Publizist Michel Friedman sagte bei "Markus Lanz": "Ich habe ganz große Bauchschmerzen, wenn Menschen das absolute Wissen für sich reklamieren." (Bild: ZDF / Markus Hertrich)
Publizist Michel Friedman sagte bei "Markus Lanz": "Ich habe ganz große Bauchschmerzen, wenn Menschen das absolute Wissen für sich reklamieren." (Bild: ZDF / Markus Hertrich)

Theodor Schnarr: "Diese Proteste sind der Feueralarm, der uns mitten in der Nacht weckt"

Markus Lanz lenkte daraufhin die Diskussion auf die hoch umstrittenen Protestaktionen der "Letzten Generation". Von ihrem Sprecher wollte er wissen, ob er wirklich glaube, dass man als sogenannter "Klimakleber" einen ernsthaften Dialog anstoßen könne. Der Klimaaktivist nickte und erklärte bildhaft: "Diese Proteste sind der Feueralarm, der uns mitten in der Nacht weckt."

Seiner Meinung nach käme man "in den Dialog", indem man die Gesellschaft aufrüttle und sie so dazu bringe, die Dinge "auszudiskutieren". Lanz erinnerte daran, dass die "Fridays for Future"-Bewegung bereits vor Jahren den Dialog auf friedliche Weise ausgelöst habe, "ohne, dass sie sich morgens auf der Straße festkleben und Leuten auf den Wecker gehen".

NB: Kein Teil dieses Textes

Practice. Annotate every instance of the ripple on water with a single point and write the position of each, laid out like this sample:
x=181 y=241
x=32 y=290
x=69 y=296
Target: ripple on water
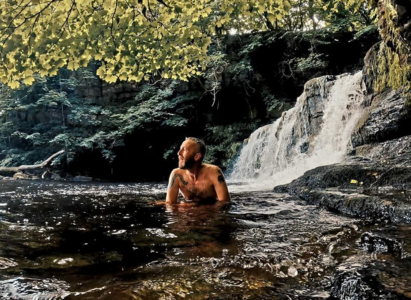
x=109 y=241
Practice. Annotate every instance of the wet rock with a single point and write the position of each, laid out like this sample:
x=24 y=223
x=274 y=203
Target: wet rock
x=82 y=178
x=358 y=188
x=20 y=175
x=356 y=279
x=6 y=263
x=292 y=271
x=375 y=243
x=384 y=120
x=22 y=288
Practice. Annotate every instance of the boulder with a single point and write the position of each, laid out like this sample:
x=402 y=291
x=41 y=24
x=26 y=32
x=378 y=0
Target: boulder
x=82 y=179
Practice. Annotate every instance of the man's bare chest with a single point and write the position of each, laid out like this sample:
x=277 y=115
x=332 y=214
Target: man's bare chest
x=197 y=189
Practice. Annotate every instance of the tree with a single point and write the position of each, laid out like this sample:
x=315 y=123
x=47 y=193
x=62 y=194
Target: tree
x=148 y=39
x=134 y=39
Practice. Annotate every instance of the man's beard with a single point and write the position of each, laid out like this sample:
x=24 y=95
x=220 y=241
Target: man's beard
x=187 y=163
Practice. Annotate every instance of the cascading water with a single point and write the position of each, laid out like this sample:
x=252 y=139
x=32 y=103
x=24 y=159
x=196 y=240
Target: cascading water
x=316 y=132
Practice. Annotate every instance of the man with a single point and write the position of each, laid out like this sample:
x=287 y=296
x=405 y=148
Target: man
x=197 y=181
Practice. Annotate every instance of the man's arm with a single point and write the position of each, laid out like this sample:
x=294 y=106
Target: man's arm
x=173 y=187
x=220 y=186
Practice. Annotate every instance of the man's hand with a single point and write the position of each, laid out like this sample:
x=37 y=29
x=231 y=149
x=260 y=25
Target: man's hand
x=173 y=187
x=220 y=186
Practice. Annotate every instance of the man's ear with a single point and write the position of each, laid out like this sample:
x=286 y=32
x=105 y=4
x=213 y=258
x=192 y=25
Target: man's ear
x=197 y=156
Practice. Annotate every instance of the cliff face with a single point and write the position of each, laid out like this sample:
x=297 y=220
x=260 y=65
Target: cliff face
x=108 y=127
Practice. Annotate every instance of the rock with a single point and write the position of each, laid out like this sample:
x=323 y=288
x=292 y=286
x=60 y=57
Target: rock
x=55 y=177
x=82 y=178
x=375 y=243
x=386 y=118
x=20 y=175
x=292 y=271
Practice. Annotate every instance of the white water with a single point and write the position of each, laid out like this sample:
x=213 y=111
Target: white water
x=274 y=155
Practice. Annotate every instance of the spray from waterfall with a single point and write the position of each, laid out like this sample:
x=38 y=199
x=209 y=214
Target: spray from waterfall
x=316 y=132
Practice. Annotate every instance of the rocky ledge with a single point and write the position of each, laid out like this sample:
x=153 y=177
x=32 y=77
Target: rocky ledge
x=369 y=187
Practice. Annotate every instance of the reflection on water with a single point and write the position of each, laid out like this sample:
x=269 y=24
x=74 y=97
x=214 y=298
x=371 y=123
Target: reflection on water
x=102 y=241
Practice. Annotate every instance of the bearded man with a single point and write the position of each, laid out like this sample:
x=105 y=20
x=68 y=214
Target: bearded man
x=196 y=180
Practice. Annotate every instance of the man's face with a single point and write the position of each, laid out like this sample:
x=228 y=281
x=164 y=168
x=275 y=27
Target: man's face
x=186 y=154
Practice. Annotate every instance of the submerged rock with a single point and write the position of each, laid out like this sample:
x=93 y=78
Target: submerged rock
x=82 y=178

Schnarr erwiderte, dass auch die von Greta Thunberg initiierte Klimabewegung jede Menge Kritik geerntet habe. Michel Friedman lobte indes die Demonstrationsform ohne Gewalt und stichelte gegen die "Letzte Generation": "Sie nehmen sich heraus, Menschen zu nötigen, Freiheitsberaubungen zu machen, teilweise Körperverletzung." Der Publizist und langjährige Talkmaster machte deutlich, dass er es als den "falschen Weg" ansehe, "Gewalt als Mittel der Politik anzuwenden". Auch Manfred Lütz hakte nach: "Glauben Sie, dass Sie mit Ihren Sitzblockaden Menschen überzeugen, die bisher nicht überzeugt sind? Das ist für mich nämlich die entscheidene Frage."

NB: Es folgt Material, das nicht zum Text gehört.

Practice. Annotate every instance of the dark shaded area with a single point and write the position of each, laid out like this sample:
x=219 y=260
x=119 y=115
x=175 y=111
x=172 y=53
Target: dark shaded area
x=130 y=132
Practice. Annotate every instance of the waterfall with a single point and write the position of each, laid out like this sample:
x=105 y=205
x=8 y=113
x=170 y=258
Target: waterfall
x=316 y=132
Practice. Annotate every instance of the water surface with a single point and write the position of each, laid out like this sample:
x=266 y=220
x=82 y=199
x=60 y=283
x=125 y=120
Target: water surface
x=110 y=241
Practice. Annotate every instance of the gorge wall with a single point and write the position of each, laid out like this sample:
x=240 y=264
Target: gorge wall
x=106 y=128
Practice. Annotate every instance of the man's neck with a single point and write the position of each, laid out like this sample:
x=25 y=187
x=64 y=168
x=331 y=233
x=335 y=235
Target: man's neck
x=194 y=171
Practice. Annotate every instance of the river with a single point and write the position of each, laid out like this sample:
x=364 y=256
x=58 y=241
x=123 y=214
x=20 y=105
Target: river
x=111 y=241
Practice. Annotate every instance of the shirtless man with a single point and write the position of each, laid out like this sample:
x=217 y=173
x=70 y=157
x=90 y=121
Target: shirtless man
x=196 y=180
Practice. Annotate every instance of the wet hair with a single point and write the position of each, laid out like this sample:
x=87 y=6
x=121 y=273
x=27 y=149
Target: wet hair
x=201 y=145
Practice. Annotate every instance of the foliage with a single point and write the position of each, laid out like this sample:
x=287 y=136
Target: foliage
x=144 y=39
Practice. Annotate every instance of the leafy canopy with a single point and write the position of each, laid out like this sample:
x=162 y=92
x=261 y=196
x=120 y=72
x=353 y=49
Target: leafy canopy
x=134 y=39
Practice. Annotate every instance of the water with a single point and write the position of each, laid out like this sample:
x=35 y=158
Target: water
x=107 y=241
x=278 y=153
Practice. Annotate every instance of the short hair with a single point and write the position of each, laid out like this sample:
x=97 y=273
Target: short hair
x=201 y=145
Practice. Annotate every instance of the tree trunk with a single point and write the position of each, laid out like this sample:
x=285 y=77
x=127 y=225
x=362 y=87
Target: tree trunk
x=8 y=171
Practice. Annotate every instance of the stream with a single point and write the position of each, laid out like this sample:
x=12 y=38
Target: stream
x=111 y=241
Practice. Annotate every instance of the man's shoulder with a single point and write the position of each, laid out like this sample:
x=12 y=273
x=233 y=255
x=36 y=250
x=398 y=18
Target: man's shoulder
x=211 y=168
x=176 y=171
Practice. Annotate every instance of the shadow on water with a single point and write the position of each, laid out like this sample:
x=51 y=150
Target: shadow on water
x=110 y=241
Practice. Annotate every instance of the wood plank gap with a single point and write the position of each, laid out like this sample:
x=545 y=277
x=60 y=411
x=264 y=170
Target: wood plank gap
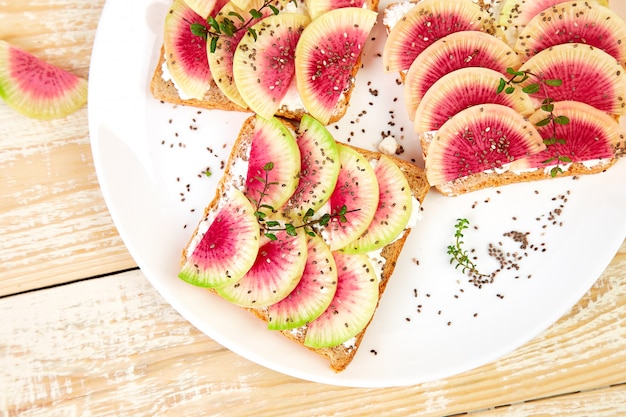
x=62 y=284
x=533 y=400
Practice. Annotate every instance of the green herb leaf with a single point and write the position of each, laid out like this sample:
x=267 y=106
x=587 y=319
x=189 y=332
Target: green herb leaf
x=215 y=25
x=543 y=122
x=553 y=82
x=237 y=15
x=501 y=86
x=532 y=88
x=561 y=120
x=253 y=33
x=199 y=30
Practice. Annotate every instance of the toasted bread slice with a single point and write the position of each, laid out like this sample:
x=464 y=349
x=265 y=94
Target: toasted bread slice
x=339 y=356
x=165 y=90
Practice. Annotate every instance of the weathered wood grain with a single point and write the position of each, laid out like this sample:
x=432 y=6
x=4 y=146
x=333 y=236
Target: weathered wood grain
x=53 y=220
x=113 y=346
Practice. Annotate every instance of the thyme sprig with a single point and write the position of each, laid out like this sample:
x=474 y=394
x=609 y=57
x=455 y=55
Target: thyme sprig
x=459 y=255
x=547 y=105
x=270 y=226
x=230 y=24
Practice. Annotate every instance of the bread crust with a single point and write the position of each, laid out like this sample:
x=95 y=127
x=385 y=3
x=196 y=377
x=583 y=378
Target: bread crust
x=340 y=356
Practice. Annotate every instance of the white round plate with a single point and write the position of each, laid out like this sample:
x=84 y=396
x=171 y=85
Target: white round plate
x=151 y=159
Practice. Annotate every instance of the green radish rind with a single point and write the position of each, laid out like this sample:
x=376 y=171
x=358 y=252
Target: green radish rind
x=352 y=307
x=329 y=48
x=314 y=292
x=36 y=88
x=357 y=190
x=264 y=62
x=276 y=271
x=185 y=53
x=394 y=210
x=319 y=162
x=227 y=249
x=272 y=142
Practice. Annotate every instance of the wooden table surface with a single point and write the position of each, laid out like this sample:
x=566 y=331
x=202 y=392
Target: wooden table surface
x=82 y=331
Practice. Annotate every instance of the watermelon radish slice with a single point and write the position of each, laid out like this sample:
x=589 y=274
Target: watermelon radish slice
x=455 y=51
x=352 y=307
x=274 y=274
x=326 y=55
x=590 y=135
x=575 y=22
x=221 y=60
x=478 y=139
x=588 y=75
x=185 y=53
x=314 y=291
x=264 y=67
x=36 y=88
x=319 y=167
x=357 y=189
x=427 y=22
x=318 y=7
x=226 y=245
x=205 y=8
x=274 y=144
x=519 y=12
x=395 y=204
x=461 y=89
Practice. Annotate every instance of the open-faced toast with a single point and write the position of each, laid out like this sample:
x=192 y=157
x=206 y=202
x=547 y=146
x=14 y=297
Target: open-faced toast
x=565 y=125
x=216 y=75
x=376 y=260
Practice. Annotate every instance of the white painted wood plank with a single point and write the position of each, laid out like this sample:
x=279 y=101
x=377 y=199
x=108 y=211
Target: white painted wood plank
x=112 y=346
x=54 y=223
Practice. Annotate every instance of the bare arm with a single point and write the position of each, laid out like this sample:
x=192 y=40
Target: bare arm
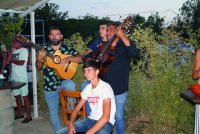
x=104 y=119
x=71 y=129
x=196 y=67
x=40 y=57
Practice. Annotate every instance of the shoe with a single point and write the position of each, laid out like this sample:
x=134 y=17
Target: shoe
x=19 y=117
x=26 y=120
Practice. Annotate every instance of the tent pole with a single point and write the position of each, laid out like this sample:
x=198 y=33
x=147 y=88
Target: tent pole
x=32 y=16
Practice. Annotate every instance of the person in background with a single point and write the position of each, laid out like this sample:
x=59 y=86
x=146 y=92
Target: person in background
x=101 y=100
x=117 y=72
x=92 y=48
x=52 y=81
x=3 y=60
x=18 y=58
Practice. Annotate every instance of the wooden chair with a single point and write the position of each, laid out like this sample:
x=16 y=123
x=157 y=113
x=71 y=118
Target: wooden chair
x=69 y=99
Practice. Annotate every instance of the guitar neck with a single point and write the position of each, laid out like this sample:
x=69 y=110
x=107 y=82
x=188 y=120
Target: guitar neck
x=106 y=47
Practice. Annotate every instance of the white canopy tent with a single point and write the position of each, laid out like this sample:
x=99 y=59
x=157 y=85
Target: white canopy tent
x=25 y=7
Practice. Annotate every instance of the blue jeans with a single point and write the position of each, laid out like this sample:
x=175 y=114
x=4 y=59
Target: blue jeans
x=82 y=87
x=52 y=100
x=120 y=101
x=85 y=124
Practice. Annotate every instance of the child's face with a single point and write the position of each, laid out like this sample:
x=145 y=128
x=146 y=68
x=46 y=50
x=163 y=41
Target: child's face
x=90 y=73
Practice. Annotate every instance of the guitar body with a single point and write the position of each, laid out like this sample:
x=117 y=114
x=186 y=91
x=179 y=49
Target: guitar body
x=63 y=72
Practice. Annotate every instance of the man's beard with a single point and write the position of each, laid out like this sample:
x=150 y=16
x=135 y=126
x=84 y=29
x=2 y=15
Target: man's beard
x=55 y=43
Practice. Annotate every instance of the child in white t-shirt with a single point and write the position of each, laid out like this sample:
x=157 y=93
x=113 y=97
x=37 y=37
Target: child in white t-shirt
x=100 y=97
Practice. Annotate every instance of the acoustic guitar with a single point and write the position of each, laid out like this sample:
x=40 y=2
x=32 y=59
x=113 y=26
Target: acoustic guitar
x=105 y=53
x=54 y=60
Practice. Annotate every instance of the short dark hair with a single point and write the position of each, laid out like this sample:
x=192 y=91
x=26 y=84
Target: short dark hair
x=55 y=28
x=91 y=63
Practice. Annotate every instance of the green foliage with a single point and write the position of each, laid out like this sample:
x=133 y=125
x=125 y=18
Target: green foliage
x=10 y=25
x=154 y=90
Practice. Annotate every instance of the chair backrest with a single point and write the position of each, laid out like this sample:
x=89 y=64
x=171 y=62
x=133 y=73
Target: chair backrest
x=69 y=99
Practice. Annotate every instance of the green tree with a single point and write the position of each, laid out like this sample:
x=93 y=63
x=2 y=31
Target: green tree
x=190 y=13
x=156 y=22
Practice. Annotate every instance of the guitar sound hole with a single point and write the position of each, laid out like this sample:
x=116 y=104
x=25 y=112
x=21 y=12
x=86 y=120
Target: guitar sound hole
x=57 y=59
x=67 y=66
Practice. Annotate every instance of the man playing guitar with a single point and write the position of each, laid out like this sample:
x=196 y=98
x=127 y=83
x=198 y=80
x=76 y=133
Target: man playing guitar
x=116 y=73
x=52 y=80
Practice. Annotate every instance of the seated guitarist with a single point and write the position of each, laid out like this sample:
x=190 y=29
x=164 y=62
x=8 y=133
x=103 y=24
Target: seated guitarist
x=117 y=73
x=52 y=81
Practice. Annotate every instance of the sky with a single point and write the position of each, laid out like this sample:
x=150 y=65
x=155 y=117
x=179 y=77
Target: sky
x=119 y=9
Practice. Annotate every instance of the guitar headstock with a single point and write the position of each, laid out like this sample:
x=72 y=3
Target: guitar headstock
x=126 y=24
x=21 y=38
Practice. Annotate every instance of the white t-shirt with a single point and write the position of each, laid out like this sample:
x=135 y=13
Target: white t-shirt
x=19 y=72
x=95 y=99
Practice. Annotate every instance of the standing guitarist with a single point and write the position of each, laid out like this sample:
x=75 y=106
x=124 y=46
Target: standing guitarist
x=52 y=81
x=117 y=73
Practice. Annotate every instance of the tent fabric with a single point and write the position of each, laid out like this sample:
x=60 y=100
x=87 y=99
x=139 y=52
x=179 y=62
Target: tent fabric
x=17 y=5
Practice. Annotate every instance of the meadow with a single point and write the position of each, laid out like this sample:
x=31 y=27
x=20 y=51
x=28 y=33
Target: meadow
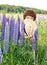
x=24 y=55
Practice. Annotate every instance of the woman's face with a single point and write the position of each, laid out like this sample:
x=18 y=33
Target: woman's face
x=29 y=17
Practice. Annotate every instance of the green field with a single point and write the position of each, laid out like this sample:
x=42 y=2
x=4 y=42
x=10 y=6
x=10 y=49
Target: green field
x=24 y=55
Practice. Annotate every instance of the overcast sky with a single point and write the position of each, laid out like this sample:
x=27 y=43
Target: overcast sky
x=40 y=4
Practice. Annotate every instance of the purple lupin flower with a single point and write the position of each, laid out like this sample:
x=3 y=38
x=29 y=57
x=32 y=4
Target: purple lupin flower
x=3 y=25
x=6 y=38
x=46 y=54
x=0 y=54
x=11 y=28
x=14 y=34
x=35 y=39
x=17 y=29
x=21 y=38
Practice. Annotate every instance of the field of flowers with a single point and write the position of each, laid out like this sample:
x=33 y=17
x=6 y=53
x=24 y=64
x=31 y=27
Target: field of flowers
x=23 y=55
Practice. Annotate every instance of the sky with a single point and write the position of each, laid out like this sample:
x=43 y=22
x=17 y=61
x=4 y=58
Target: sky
x=39 y=4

Markus Lanz sprach im letzten ZDF-Talk vor der Sommerpause mit seinen Gästen über die Polarisierung der Gesellschaft. (Bild: ZDF / Markus Hertrich)
Markus Lanz sprach im letzten ZDF-Talk vor der Sommerpause mit seinen Gästen über die Polarisierung der Gesellschaft. (Bild: ZDF / Markus Hertrich)

Theodor Schnarr: "Warum muss ich dafür protestieren, dass meine Grundrechte erhalten werden?"

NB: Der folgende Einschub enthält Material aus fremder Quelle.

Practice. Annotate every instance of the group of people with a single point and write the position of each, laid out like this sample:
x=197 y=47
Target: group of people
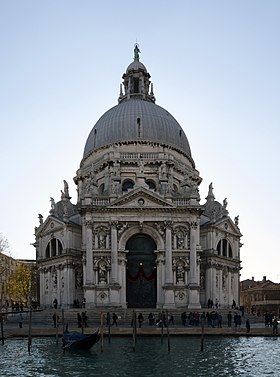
x=111 y=321
x=82 y=319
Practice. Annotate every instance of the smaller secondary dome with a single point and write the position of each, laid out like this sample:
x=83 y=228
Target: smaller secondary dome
x=134 y=66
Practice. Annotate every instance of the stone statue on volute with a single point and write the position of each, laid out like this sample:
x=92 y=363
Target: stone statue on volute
x=136 y=52
x=52 y=203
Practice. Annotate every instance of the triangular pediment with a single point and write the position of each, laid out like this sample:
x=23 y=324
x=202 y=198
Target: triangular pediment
x=141 y=198
x=226 y=224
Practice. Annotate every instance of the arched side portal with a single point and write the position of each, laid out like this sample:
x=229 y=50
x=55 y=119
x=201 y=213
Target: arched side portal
x=141 y=272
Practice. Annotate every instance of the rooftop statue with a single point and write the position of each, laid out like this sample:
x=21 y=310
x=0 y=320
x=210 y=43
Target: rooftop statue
x=136 y=52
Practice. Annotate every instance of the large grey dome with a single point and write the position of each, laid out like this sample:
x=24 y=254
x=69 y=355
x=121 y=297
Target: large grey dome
x=137 y=120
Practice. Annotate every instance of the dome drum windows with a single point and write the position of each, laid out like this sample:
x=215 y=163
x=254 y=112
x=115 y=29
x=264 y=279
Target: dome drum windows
x=127 y=185
x=54 y=248
x=224 y=248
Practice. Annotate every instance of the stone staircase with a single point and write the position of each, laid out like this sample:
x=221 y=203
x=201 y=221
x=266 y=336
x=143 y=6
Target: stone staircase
x=43 y=318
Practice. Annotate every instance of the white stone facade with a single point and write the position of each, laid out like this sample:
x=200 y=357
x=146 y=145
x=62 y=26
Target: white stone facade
x=138 y=235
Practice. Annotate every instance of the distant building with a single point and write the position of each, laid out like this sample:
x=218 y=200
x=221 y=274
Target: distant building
x=138 y=235
x=259 y=297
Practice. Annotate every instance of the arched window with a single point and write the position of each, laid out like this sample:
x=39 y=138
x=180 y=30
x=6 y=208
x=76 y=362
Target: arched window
x=224 y=248
x=101 y=189
x=219 y=248
x=54 y=248
x=151 y=184
x=128 y=184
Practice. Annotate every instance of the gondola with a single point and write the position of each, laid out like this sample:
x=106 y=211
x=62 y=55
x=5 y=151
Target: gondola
x=74 y=340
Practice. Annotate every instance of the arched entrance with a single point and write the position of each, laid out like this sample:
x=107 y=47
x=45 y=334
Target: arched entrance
x=141 y=272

Theodor Schnarr entgegnete und ebenso unbeeindruckt wie selbstbewusst: "Ich bin davon überzeugt, dass das der effektivste Weg ist, den wir gerade kennen." Der Klimaaktivist wetterte weiter: "Es ist doch völlig absurd, dass ich überhaupt in solchen Protesten sein muss. Warum muss ich dafür protestieren, dass meine Grundrechte erhalten werden?" Als Schnarr der Bundesregierung vorwarf, ihrer "Verfassungspflicht" nicht nachzukommen, hakte Lanz interessiert nach: "Glauben Sie wirklich, dass die Regierung keinen Plan beim Klimaschutz hat?" Schnarr bejahte die Frage entschieden, was wiederum Manfred Lütz in Wallung brachte.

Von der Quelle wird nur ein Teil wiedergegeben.